Zahn means the inscription under Townsend's name in the Ring of Remembrance. The words pressed into granite come from her diary, words that tumble from the heart of an 18-year-old girl. Words like: "I do think humanity is losing touch with itself and their relationship with their surroundings. Unfortunately it usually takes a huge trauma to get people to realize what is important and I feel that is what is going to happen to wake up everyone to get in touch with their spiritual sides. I am not afraid of death for it is only a transition"

Lauren, Daniel, Kyle . . .

Next to Lauren's name, next to the name of all the victims, is a single, long-stemmed white rose. The petals of the roses flutter in the wind and the stems begin to cast shadows as the sun rises. They look like fingers marking individual pages of a granite book.

On one page, there is Daniel Mauser, "a boy with a gentle spirit and a shy grin . . . He still saw the world through largely innocent eyes." On another is Cassie Bernall, who had an "engaging laugh, beautiful long blonde hair, clear blue eyes and a big warm smile that she generously shared."

Still another page is reserved for Kyle Velasquez, who was "just beginning to spread his wings," who was "just beginning to really like who he was"; for whom the "world around him was beginning to open up . . . ."

The pages go around in a circle, each different, each the same, all but one telling of young people killed just as their potential began to simmer. The one victim who outlived his youth was William "Dave" Sanders, 47, a teacher who "inspired many people to achieve their dreams" and whose "spirit lives on in everyone who loved him or knew him."

Janice Roberts, 46, didn't know Sanders. Or anybody else within the ring. She isn't even from Colorado. She lives in a small Minnesota town with her husband Anthony and 12-year-old daughter Abby and is visiting cousins in Littleton. Still, as she reads the pages she holds an open palm to her cheek. Her eyes are not dry.

"This is something people should see," she says. "It's honoring the lives of the ones who died."

Sitting beside her mother, Abby says in a whispery voice, "It makes me sad. They didn't have a choice. They were just there."

An 'inspiring' example

Today, Chuck Keating is here. He is 54 and lives in Steamboat Springs. He is returning from a trip to Texas. He has made a special stop to see the memorial.

Why?

"I'm a retired school teacher, and Dave Sanders was a teacher and I feel this real strong connection. His example is so inspiring."

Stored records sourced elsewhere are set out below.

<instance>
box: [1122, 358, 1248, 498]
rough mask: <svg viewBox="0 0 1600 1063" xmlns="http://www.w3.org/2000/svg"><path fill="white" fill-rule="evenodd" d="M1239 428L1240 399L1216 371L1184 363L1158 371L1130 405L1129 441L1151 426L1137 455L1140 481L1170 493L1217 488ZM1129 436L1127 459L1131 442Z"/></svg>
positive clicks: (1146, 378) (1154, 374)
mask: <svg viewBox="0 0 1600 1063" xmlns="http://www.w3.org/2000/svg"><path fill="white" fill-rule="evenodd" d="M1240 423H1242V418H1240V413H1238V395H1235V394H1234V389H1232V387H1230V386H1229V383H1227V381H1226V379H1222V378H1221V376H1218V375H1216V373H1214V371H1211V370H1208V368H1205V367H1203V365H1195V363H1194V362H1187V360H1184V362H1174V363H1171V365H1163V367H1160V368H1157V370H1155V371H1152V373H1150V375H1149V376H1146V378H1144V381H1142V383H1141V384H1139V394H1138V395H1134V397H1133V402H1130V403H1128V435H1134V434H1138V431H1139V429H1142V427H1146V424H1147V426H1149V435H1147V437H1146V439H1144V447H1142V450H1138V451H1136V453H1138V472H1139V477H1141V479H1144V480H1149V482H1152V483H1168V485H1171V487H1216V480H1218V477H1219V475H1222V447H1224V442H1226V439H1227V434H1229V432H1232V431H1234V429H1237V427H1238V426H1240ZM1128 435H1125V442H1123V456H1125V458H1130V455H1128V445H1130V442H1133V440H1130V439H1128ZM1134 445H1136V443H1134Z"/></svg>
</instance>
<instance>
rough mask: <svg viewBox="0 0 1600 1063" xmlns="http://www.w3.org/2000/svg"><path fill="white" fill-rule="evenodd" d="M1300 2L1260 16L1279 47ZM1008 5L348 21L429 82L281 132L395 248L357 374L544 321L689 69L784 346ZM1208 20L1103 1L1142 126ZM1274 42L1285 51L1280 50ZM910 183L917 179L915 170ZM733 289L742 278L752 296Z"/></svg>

He lets out a long breath.

"It's very calming, y'know? And that thing that was written, about being a better person? That really means a lot to me."

Keating is talking about an inscription on the Ring of Healing, where anonymous quotes from parents and students are etched. He is talking about the one from a parent who wrote: "I hope people come here to this place to think about how they themselves can be better people rather than come here to reflect on death."

Keating walks the path that curves up behind the memorial to a hilltop. From here you are provided with a 360-degree panorama of mountains, sweeps of grass, playgrounds, baseball fields and Columbine High School. Directly below is the memorial.

So is Terry Bate. He lives a mile away. This is his third visit.

"What happened, it never goes away. You always remember. And this" - he sweeps his arm toward the rings - "helps you to remember. It causes you to remember."

Touching the granite pages

The sky is blue and immense. Sunlight pours down. More people arrive. A teenaged couple in running shorts. An elderly couple in sweaters. Groups of three, four, five. They fold their arms. They slowly shake their heads. They speak softly. They say nothing. They remember. Like the morning, they move along.

A woman comes with her mother and her own two daughters. The girls, too young to read, too innocent to fathom the loss of innocence, are well-behaved but restless. They run their hands over the granite pages, which are warm in the sun. They smile.

Maybe one day, another thousand mornings from now, they will come back and learn about the utter darkness of hate and the redeeming light of kindness. But not today. No, this morning all they know is that the smooth, hard pages make them feel good.